ACCRINGTON is one of those underrated towns with a longer and prouder history than many give it credit for.
Although now a typical cotton town recovering from industrial decline, it should be regarded as an ancient settlement.
Its name derives from Ac – which means a settlement among the oak trees. We still call the fruit of the tree the acorn.
Ing means a wet area and tun is a settlement.
Until late Norman times there was just a village set amid a forest.
Accrington once belonged to the monks of Kirkstall Abbey and the Cistercians had a farm called a Grange in the area.
When the abbey was dissolved in 1538 the townsfolk bought the monastic estates and the present St James Church was built on the site in 1763 and the tower added in 1803 as the town became prosperous during the cotton boom.
Accrington once became famous for its production of linen then came carpet sweepers, red bricks, Terylene, brushes, baseballs exported to America, billiard tables, glassware and textile machinery.
Richard Kenyon of Ewbank invented a carpet sweeper in the 1860s and in doing so invented a new word.
In the Second World War the factory was taken over to produce parts for bombers and gliders.
It was the First World War, however, which provided Accrington with fame and horror.
A battalion of 1,100 "Pals" was raised very quickly and on the first day of the battle of the Somme over 550 young men were killed, injured or missing.
At the information centre, close to the market hall built in 1868, a leaflet called The Acorn Trail is on sale.
This follows a town trail including memories of old abbeys, coaching inns and a town hall on Blackburn Road.
Corinthian columns support the entrance porch.
Built in 1858 this was formerly the Peel Institute to celebrate the life and work of Sir Robert Peel, a local lad who became Prime Minister in the 1840s.

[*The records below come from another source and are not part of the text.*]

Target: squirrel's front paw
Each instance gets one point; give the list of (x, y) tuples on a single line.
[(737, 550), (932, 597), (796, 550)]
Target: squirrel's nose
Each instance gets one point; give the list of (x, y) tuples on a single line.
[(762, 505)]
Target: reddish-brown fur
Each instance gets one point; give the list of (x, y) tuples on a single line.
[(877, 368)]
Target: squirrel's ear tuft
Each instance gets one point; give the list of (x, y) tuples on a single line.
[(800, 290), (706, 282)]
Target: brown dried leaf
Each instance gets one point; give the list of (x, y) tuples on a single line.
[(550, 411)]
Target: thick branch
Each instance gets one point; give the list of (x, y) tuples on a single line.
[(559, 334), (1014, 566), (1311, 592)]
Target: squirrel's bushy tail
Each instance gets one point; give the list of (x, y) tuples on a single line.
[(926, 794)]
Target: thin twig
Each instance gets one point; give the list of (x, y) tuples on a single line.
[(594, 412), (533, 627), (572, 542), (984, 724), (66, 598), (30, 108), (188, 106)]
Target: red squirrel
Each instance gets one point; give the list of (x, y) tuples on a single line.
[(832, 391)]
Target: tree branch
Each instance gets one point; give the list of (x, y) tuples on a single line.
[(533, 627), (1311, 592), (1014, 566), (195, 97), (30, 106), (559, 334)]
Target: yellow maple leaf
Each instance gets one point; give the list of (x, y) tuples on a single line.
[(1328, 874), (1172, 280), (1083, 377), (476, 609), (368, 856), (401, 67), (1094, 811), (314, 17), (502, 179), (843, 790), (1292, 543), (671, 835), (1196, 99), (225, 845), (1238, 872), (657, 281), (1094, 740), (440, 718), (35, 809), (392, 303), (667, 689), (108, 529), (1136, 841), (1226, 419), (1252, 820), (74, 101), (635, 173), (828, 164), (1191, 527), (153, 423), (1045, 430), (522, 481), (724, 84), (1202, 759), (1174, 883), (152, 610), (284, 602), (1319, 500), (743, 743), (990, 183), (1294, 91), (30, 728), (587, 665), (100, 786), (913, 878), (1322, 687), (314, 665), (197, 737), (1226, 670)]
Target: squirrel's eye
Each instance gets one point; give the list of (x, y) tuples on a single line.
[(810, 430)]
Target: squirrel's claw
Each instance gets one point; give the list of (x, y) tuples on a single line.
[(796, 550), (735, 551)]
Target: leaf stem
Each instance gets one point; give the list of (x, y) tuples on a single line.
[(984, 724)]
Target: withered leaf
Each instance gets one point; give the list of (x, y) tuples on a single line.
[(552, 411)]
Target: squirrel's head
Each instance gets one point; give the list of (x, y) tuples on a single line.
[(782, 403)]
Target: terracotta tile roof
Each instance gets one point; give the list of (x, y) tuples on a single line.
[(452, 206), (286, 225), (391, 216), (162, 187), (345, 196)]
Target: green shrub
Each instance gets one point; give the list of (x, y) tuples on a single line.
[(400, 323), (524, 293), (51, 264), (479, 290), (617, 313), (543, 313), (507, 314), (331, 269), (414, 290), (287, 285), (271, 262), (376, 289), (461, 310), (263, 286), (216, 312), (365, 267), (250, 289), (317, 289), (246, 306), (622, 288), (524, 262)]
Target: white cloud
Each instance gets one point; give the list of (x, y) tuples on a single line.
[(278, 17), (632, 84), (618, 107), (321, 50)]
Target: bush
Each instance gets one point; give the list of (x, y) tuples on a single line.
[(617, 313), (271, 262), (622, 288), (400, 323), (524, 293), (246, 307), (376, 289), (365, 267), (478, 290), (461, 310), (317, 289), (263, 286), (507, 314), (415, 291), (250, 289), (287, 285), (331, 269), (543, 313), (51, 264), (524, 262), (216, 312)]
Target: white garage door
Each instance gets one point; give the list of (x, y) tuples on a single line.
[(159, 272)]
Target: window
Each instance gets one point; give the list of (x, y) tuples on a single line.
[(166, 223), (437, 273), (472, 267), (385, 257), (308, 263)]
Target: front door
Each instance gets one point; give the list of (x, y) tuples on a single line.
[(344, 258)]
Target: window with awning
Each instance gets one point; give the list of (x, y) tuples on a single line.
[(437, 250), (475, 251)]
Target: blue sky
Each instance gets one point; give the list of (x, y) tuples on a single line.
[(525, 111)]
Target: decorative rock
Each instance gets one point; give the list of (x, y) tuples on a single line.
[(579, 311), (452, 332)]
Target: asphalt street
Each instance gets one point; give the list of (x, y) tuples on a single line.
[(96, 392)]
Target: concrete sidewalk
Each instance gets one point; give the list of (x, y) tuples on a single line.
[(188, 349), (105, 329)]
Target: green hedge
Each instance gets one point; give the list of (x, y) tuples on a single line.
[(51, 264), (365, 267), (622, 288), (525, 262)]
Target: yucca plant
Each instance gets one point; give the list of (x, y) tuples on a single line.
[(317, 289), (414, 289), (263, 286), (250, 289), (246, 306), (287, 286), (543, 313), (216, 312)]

The Carnegie Library on St James Street was built in 1909 and in the entrance hall are busts of Dante, Milton and Shakespeare.
The market hall is Romanesque in style and achieves a balance between ancient and modern a duo also in evidence when the town holds its food festival which also involves entertainment and clog dancing.
The Ossie Cloggers are a famous troupe whose routines are said to date back to the days when mill lasses strutted their stuff in the alleys between rows of looms.
The rhythms were derived from the clattering of the looms.
Set amid extensive views is the Haworth Art Gallery.
It was built in the Tudor style in 1909 as the home of a Prince in the Kingdom of Cotton but given to the town in 1921.
It now houses a collection of the American Tiffany glass which is the finest collection to be found anywhere outside the USA.
This collection was given to the town by a local lad named James Briggs who worked in the factory during its heyday in the 1920s.
Accrington will always be famous for the ‘Reds’ football team one of the founders of the Football League.
Alas they went out of business but Accrington Stanley has recovered and in 2003 was promoted into the Conference.
Then came the promotion to the Football League in 2006 and has held its place there ever since. What next we wonder?
In 1974 boundary changes created the Borough of Hyndburn, named after the river.
The name literally means the stream or burn where deer paused to drink.
As well as Accrington, Hyndburn now incorporates Church, Oswaldtwistle, Clayton-le-Moors, Rishton and Great Harwood.